The methodology consists of a reduction of multiplicity into unity and of taking a verticalized rather than a horizontalized view of reality. (481)

 

There is no use in again and again saying, as many Vedàntins do, that the world is màyà and therefore unreal. The visible world does not melt away because of any doctrinal conviction. Nirvana or absorption takes place only at the very core of a universal and timeless life when all polarity or duality has been cancelled out by equality, parity or purity of counterparts. (486)

 

*         *         *

 

         Susan sent this after the previous notes had gone to press, but I thought it would work just fine here, as it’s mostly a quote from Nitya of general interest:

 

Here is the penultimate paragraph from the Original Atmo 5:

 

Today’s meditation is to seek to go back to this light, which is always shining within. Become constantly aware of that, and see that it has no beginning and no end. It is witnessing, the witness within you. There is a great discipline lying in it. You need only your peripheral mind to tend to all the external functions. The core can go on continuously shining as the unchanging cause. Notice, watch and witness all the changes going on and also remain as the unchanging.

 

This reminded me of something Paul said last week in class, something that has stayed with me all week. He said that we are always striving to be with our true self, the Self within us. We can better and better recognize the superimpositions and distractions in our lives that keep us from that this. More sometime eventually. 

 

*         *         *

 

Self and Memory

Peggy Grace Chun

 

As my mother’s Alzheimer’s disease slowly melded her brain and melted her ability to orient via identity,
I suffered after each visit, sitting in my car weeping.
She suffered deeply also, grasping at flickers of fond memories, panicking when she’d look in a mirror,

drawing maps of relationships, losing them.
We grasped and flailed together,
until one day I came for a visit and she said,
“I have no idea who you are but you’re just lovely.” And I said, “Shall we walk in the garden?”

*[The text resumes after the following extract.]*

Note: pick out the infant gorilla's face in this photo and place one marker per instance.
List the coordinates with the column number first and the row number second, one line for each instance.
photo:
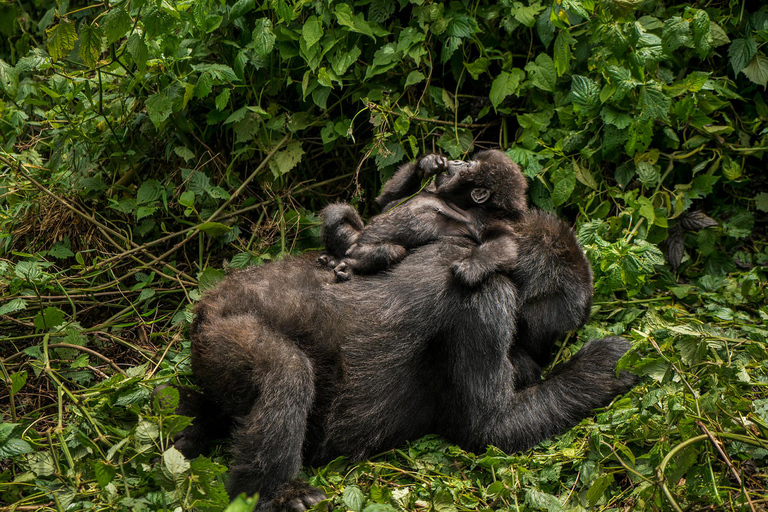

From that day forth, our suffering ceased, no longer orienting via identity
but rather connecting via our deeper selves in the present moment.

of course, she could no longer safely or freely interface in the broader world,
so I’m not recommending Alzheimer’s disease as a path to “Be Here Now.”

But that remarkable shift we shared
remains my sacred foundational axis...
in life, in love, in art, in the grocery check out line... in standing side by side
quietly peering at the garden’s beauty
where only that delicate purple iris exists.